J.B. Dix picked up some ammunition for his mini-Uzi but couldn't find anything for his handblaster, his trusty Steyr AUG 5.6 mm. Apart from his firearms, the Armorer was a walking arsenal. He still had some pieces of high-ex plas left, sewn into his clothes and hidden in his high-laced combat boots. There were a couple of thin-bladed flensing knives as well as the beautiful Tekna knife he'd found back in West Lowellton.

Krysty Wroth, in her knee-length fur coat, so deep black that it was almost blue, stocked up on bullets for her silvered Heckler & Koch P7A-13 handgun, slipping a couple of the 13-round mags into her pockets.

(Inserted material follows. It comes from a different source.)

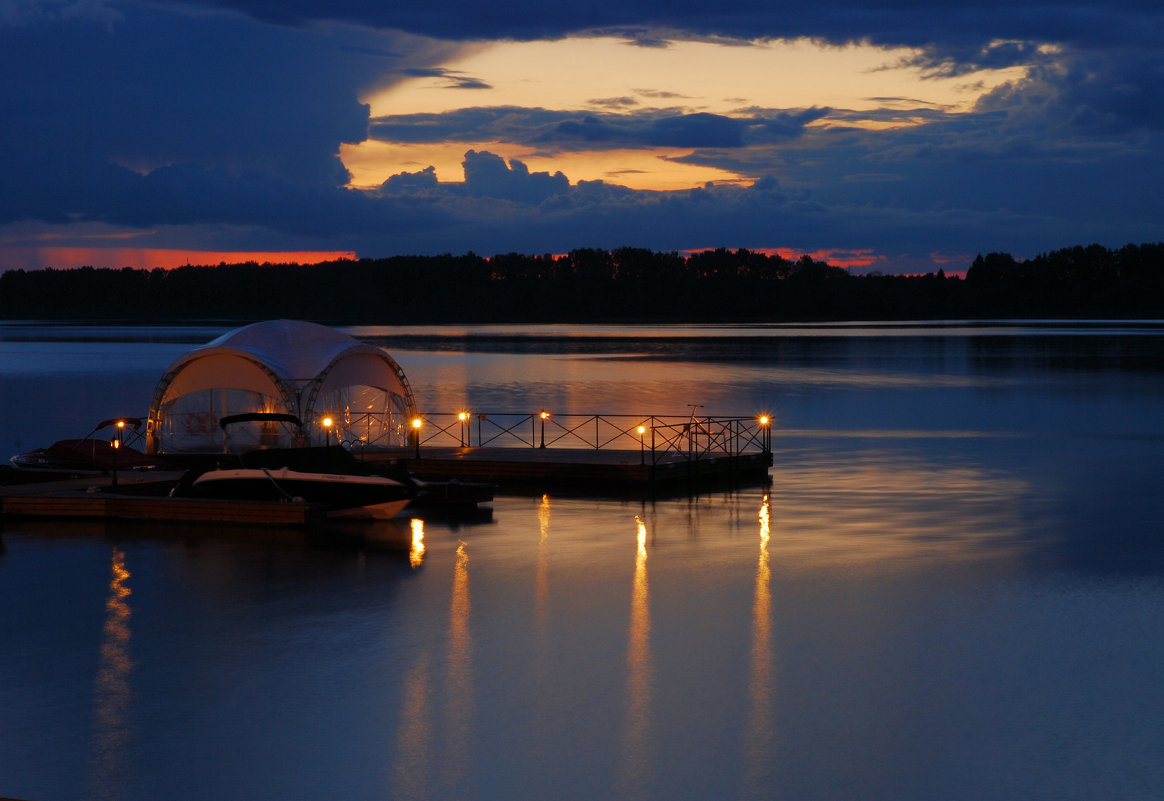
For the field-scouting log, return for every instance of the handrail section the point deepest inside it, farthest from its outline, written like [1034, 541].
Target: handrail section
[658, 437]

Lori scarcely ever used her blaster, a delicate little pearl-handled Walther PPK. Despite Ryan's warnings that it was only a toy gun and that you needed more than a .22 to stop a man, the tall teenager clung stubbornly to her pretty pistol.

Jak Lauren went to the opposite extreme, hefting a massive satin finish .357 Magnum that looked absurdly huge in his small fist. But that didn't stop him from making lethal use of the big blaster.

It wasn't very surprising that Doc Tanner wasn't able to find any ammunition for his own blaster, a gun that was almost as eccentric in appearance as the old man himself, and only a couple of years older. It was a twin-barreled Le Mat. The large barrel was bored out to take a single scattergun round, while the other barrel fired one of nine .36 caliber rounds. The Le Mat, providing it didn't burst, could be utterly devastating. Doc also carried an ebony walking stick with a silver lion's head on its top, which could be pulled apart to reveal a slim rapier blade.

In the depleted armory none of the six found themselves any new weapons.

The last guards who'd been on duty in the redoubt had left their blankets and bedding behind. The sheets had long rotted into dry flakes of powdery material, but the blankets remained, thick and dark brown, with the faded letters USFNY in one corner.